Living all throughout the U.S., the majority of undocumented APIDA/As reside in California (463, 310), New York (166, 806), Texas (148, 612), New Jersey (115, 680), Illinois ( 71, 403), Virginia (58, 218), Florida (58, 184), and Washington (56, 987) according to CMS.
 Furthermore, the Pew Research Center conducted a survey between 2022–2023 and asked APIDA/A's why they chose to immigrate and as a result, 28% stated that they came to the U.S. to reunite with family, 27% sought out economic opportunities, 26% immigrate to pursue education, and 7% sought refuge. As these reasons somewhat explain the increase in undocumented immigrants in the APIDA/A community, stereotypes such as the model minority myth; the monolithic belief that all Asians are the model other immigrants must abide by pin APIDA/A's against other immigration movements and communities (such as Black and Mexican American immigrants). In addition, these racial stereotypes and perceived identities erase the true stories of undocumented APIDA/A's.

== 2014 status ==
1. Out of the entire workforce in the United States, 8 million were undocumented immigrants. This number includes immigrants who either found work illegally or are working in people's households under their order. Five percent of those immigrants were unemployed and looking for work.

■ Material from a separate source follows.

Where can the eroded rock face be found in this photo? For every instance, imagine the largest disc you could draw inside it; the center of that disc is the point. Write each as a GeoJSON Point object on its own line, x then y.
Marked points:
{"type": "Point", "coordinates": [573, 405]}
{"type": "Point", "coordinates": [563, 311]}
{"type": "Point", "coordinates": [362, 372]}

2. Mexicans made up 52% of all undocumented immigrants in 2014. There were 5.8 million Mexican undocumented immigrants living in the U.S. that year, down from 6.4 million in 2009, according to the latest Pew Research Center estimates.
3. California, Texas, Florida, New York, New Jersey and Illinois accounted for 59% of undocumented immigrants in 2014. Of the entire U.S. population, 40% lived in those states.